The interposition of the two radically different types of music is far too jarring to be of interest. And, unfortunately, the only way to listen to all of one or all of the other is to skip tracks; the DVD offers no possibility (which would, in fact have been simple) of listening to only the Bach or only the Kurtag.

It is the Bach that will attract purchasers to this DVD, however, not only for the Art of Fugue, but also for the performance of two cello suites by Anner Bylsma. As for the Keller’s Bach, it is very indecisive. The first movement they play makes the Art of Fugue sound like Schubert; the second like Mozart; the third like Beethoven, and on to Haydn and even Bartók (the final fugue), with only the occasional section that really sounds like Bach. Contrapunctus 4 is the best example of how the Keller can play this work with authority - their counterpoint is exemplary in this movement. But they do not maintain any semblance of an overall vision of the work. It ends up sounding like little more than a collection of diverse movements in different styles.

As to Anner Bylsma's performance of two cello suites (the first and fifth), this is nothing short of sublime. Bylsma is indeed one of the foremost performers of these works, and here, playing on the Stradivarius "Servais", which he used for his second recording of these works, he shines. The sound is excellent (though a bit muddy at times, in some of the faster sections), and Bylsma, sober and concentrated as ever, gives a riveting performance. If only the four other suites had been filmed ...

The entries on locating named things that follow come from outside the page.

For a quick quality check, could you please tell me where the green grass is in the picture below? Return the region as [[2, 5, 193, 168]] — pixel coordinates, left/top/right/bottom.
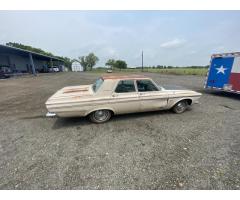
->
[[92, 68, 208, 76]]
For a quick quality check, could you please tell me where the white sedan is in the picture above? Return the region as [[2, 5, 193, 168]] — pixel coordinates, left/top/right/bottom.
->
[[46, 75, 201, 123]]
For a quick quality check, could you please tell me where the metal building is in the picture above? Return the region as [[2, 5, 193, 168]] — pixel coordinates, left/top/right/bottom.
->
[[72, 61, 83, 72], [0, 45, 64, 74]]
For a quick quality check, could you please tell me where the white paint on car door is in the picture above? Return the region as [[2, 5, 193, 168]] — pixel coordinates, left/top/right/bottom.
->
[[136, 79, 168, 111], [110, 80, 140, 114]]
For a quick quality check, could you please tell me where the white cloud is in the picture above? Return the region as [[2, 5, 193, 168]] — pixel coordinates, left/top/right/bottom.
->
[[160, 38, 186, 48]]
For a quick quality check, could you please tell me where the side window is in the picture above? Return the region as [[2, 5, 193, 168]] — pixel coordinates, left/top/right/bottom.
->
[[137, 80, 158, 92], [115, 80, 136, 93]]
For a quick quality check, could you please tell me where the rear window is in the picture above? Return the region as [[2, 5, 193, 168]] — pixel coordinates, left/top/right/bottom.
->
[[92, 78, 104, 92], [115, 80, 136, 93]]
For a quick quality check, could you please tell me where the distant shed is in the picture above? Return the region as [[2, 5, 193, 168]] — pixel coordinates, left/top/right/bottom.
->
[[72, 61, 83, 72], [0, 45, 64, 74]]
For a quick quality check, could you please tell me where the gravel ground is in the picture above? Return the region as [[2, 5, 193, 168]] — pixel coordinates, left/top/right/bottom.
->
[[0, 73, 240, 189]]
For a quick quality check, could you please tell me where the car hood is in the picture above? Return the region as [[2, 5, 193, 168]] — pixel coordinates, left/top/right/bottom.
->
[[159, 85, 188, 90], [46, 85, 93, 104]]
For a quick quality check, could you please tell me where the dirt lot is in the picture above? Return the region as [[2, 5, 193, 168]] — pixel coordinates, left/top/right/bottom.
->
[[0, 73, 240, 189]]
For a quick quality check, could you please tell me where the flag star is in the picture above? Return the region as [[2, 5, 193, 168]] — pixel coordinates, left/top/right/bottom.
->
[[216, 65, 227, 74]]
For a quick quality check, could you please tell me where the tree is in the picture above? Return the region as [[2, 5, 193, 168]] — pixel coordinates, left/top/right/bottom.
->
[[85, 53, 99, 70], [105, 59, 116, 69], [114, 60, 127, 69]]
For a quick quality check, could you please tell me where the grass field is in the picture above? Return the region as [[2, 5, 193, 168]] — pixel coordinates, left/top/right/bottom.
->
[[93, 68, 208, 76]]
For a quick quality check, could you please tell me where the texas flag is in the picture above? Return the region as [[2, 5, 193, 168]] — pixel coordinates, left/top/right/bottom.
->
[[207, 56, 240, 91], [229, 56, 240, 91]]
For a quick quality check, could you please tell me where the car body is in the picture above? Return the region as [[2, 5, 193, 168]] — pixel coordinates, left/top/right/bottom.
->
[[46, 75, 201, 123]]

The two parts of the DVD are different programs, so viewers can choose to watch either the Art of Fugue (with the bonus features by Kurtag) or the Cello Suites. In my opinion, this DVD is more than worth its cost for the latter, as anyone who is familiar with Bylsma's recordings and performances of these suites will certainly appreciate. While the Art of Fugue is disappointing, and the Kurtag out of place, Bylsma shines as he does in all his other recordings of these Suites.